ただ、釣りはスペック表だけでは決まりません。船の上で一日中投げ続けること、風があるなかでしっかり振り抜けること、ルアーを思った通りに操作できること。その全部がそろって、はじめて「使いやすいロッド」だと私は思っています。
そうした視点で気になったのがMCワークス エクスプロージョン7105HFです。検索している人も、おそらく同じように「本当にヒラマサに使えるのか」「飛距離は出るのか」「重くてしんどくないのか」「10kgクラス以上でも不安はないのか」といった点が知りたいはずです。

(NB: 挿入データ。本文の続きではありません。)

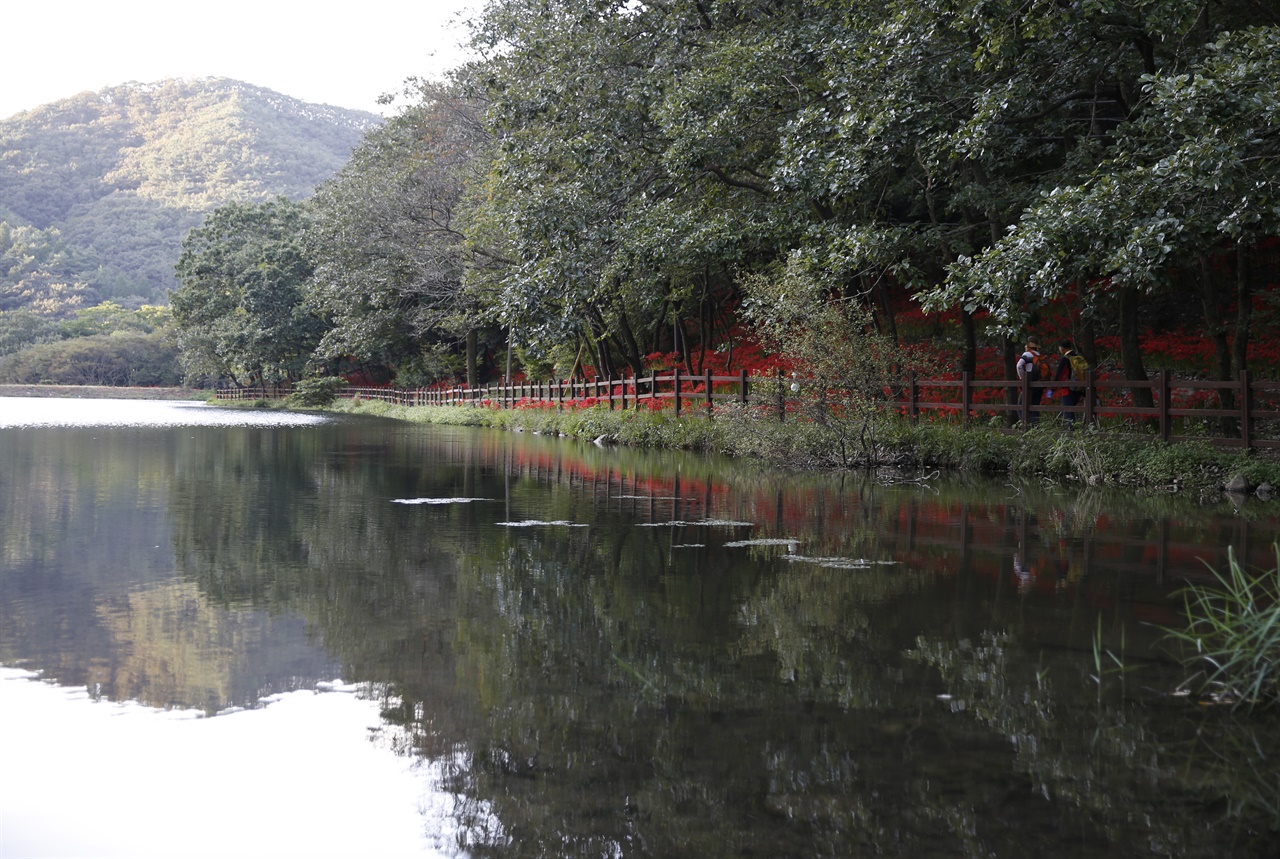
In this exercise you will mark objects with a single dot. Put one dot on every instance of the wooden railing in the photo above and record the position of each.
(1253, 420)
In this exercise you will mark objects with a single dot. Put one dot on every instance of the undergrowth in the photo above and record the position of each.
(1046, 451)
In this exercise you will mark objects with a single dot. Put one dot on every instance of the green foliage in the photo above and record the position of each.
(23, 328)
(316, 393)
(388, 241)
(120, 359)
(113, 181)
(1234, 633)
(846, 369)
(241, 310)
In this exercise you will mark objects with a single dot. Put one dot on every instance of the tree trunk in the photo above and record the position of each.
(472, 342)
(1086, 341)
(969, 357)
(1130, 348)
(1010, 356)
(1243, 306)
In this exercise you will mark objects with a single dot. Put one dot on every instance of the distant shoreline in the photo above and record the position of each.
(103, 392)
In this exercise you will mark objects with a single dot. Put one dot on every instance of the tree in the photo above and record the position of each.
(240, 311)
(1188, 188)
(388, 237)
(626, 214)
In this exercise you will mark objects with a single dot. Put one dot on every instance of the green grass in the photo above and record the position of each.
(1233, 634)
(1046, 452)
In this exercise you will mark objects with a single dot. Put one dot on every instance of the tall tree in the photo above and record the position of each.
(240, 311)
(388, 236)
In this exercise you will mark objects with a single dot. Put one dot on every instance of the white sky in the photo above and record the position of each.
(342, 54)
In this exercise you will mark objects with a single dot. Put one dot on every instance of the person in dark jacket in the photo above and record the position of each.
(1066, 371)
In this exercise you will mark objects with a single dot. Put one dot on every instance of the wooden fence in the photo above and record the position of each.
(1183, 409)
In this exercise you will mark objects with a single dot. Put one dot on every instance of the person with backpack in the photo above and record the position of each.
(1072, 366)
(1032, 366)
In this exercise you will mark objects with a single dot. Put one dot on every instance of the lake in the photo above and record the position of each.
(261, 634)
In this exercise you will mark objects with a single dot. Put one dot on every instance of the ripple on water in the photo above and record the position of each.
(21, 412)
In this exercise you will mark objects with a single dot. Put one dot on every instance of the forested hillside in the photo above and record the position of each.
(99, 190)
(615, 186)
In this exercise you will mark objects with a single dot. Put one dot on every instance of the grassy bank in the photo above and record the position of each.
(101, 392)
(1047, 452)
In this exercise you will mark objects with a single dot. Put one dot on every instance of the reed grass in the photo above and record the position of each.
(1234, 630)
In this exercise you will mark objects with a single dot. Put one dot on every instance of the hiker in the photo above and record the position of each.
(1072, 366)
(1033, 366)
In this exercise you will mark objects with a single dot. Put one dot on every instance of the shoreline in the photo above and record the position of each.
(103, 392)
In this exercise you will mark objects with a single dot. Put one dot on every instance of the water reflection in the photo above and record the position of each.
(671, 656)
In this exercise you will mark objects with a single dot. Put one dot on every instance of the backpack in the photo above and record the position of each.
(1033, 366)
(1042, 369)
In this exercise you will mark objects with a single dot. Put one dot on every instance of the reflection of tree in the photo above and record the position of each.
(1121, 766)
(87, 590)
(600, 691)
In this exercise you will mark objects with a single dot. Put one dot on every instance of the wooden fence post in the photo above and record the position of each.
(1162, 382)
(1246, 405)
(1091, 396)
(1025, 411)
(913, 398)
(782, 396)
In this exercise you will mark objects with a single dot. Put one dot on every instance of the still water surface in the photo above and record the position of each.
(234, 633)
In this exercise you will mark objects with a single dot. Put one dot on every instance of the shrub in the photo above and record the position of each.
(316, 393)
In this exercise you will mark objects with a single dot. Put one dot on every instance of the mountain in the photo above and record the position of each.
(99, 190)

この記事では、MCワークス エクスプロージョン7105HFについて、実釣感覚を重視しながら、どんな人に向いているのかを掘り下げていきます。スペックを並べるだけでは見えにくい、現場目線の使いどころを中心にまとめました。
MCワークス エクスプロージョン7105HFはどんな立ち位置のロッドなのか
MCワークス エクスプロージョン7105HFは、ヒラマサを中心にしたオフショアキャスティングゲームで語られることの多いモデルです。長さは7フィート10インチ前後、PE4号から6号クラスを視野に入れた設計で、いわゆる「極端なライト寄り」でも「最強クラス一辺倒」でもない、中核的な立ち位置にある番手だと感じます。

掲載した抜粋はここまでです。